Special Parts Of Doggy Brains Can Process Human Faces, Study

By R. Siva Kumar - 04 Aug '15 18:20PM

Dogs share a special bond with humans that can never be replaced. Scientists show that special parts of the dog's brain can be used to process faces, according to dailymail.

With an fMRI scanner, scientists gathered evidence that showed a face-selective region in the temporal cortex of dogs. Dogs are hard-wired to recognise faces, which is why they may have become humans' best friends. They have developed through cognitive evolution, which is why dogs can pick up even the subtlest of social cues.

"'Our findings show that dogs have an innate way to process faces in their brains, a quality that has previously only been well-documented in humans and other primates," said Gregory Berns, a neuroscientist at Emory University in the state of Georgia and the senior author of the study.

The Emory project trained dogs to enter a functional magnetic resonance imaging (fMRI) scanner and remain static during scanning, without restraint or sedation. With an fMRI scanner, the team could identify how dogs responded to faces compared with other objects. One part of the brain linked with with positive emotions--- caudate nucleus--- is similar in dogs and humans, according to sciencenewsline.

He said: "If, as many scientists have argued in the past, it is all simply about [getting] food for dogs then the reaction in their brains would be the same no matter who or what is offering them the food," said Berns. "We hope to show that they love us for things far beyond food, basically the same things that humans love us for, like social comfort and social bonds."

Earlier, the approach helped to identify the caudate region of the canine brain as a reward centre, showing how this region of the dog's brain responds more strongly to the scents of familiar humans than to strangers or familiar dogs.

With an fMRI scanner, the team could identify how dogs respond to faces compared with everyday objects.

"Dogs are obviously highly social animals, so it makes sense that they would respond to faces. We wanted to know whether that response is learned or innate," Dr Berns said.

Canine participants in the new study were shown static and video images of faces on a screen while in the scanner.

They were trained to pay attention to the screen - a challenging task because dogs do not usually interact with 2D images.

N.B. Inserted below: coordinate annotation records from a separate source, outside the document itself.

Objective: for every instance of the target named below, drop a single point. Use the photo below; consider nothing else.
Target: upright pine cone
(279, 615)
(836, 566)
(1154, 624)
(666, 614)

Just six of the eight dogs enrolled in the study were able to hold their gaze for at least 30 seconds on each of the images to make the research possible,

But despite the small sample size, the researchers found a region in the dogs' temporal lobe responded significantly more to films of human faces than to movies of everyday objects.

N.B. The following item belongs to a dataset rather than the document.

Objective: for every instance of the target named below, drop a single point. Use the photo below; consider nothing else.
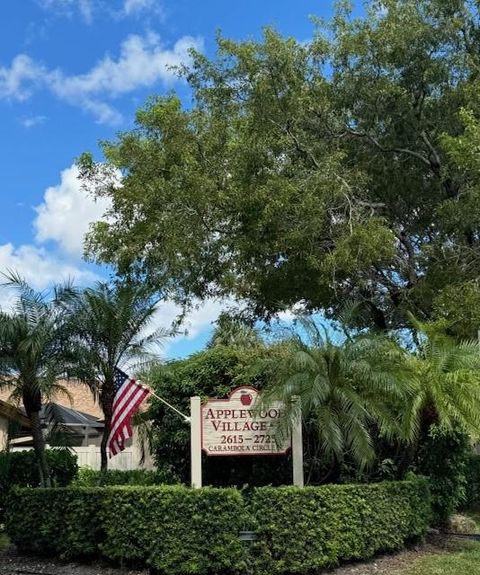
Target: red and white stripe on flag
(127, 399)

This same region responded similarly to still images of human and dog faces, with canines paying less attention to objects than both the faces of humans and dogs.

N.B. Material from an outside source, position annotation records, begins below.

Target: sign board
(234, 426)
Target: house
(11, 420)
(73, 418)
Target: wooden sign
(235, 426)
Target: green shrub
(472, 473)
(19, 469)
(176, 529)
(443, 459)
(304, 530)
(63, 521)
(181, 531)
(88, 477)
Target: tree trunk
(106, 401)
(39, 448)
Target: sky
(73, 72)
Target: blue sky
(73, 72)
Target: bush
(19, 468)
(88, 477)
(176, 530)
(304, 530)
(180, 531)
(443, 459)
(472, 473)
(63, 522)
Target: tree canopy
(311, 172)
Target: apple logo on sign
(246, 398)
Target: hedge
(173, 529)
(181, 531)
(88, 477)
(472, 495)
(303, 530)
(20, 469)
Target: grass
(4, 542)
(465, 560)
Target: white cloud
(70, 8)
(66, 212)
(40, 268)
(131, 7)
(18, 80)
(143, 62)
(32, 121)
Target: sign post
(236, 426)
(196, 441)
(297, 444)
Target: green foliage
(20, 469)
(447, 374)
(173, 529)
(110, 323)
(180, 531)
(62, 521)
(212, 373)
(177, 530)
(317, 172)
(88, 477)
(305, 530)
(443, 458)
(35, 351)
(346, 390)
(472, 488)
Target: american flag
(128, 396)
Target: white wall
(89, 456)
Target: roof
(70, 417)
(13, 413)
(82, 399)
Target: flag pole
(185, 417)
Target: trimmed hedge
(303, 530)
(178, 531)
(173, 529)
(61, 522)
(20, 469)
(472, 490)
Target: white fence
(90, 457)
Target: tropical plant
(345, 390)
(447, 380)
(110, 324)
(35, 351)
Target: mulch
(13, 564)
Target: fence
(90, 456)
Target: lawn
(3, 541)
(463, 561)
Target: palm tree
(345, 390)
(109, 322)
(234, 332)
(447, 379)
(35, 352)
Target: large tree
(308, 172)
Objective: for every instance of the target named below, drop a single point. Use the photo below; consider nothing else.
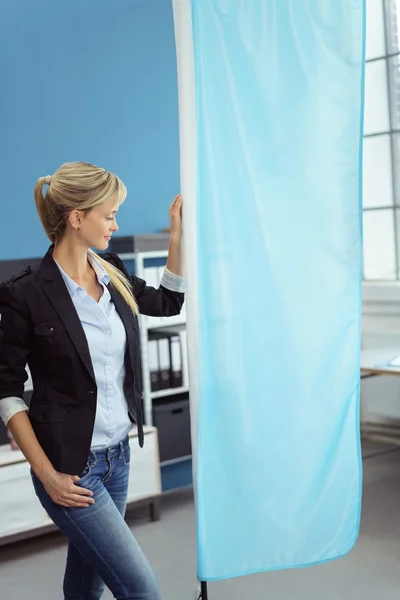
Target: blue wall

The researchers have dubbed the canine face-processing region they identified the 'dog face area' or DFA.

Dr Berns explained that if the dogs' response to faces was learned - by associating a human face with food, for example - you would expect to see a response in the reward system of their brains, but that was not the case.

The find suggests that dogs are hard-wired to recognise faces and may explain why they have come to be man's best friend and read subtle human cues.

Daniel Dilks, an Emory assistant professor of psychology said after an earlier study: "That study identified only a few face-selective cells and not an entire region of the cortex."

There are at least three face-processing areas in the brain, including the fusiform face area, which can differentiate faces from other objects. Professor Dilks said: "We can predict what parts of your brain are going to be activated when you're looking at faces. This is incredibly reliable across people."

Identifying faces helps to distinguish social creatures. "Dogs have been cohabitating with humans for longer than any other animal," he said. "They are incredibly social, not just with other members of their pack, but across species. Understanding more about canine cognition and perception may tell us more about social cognition and perception in general."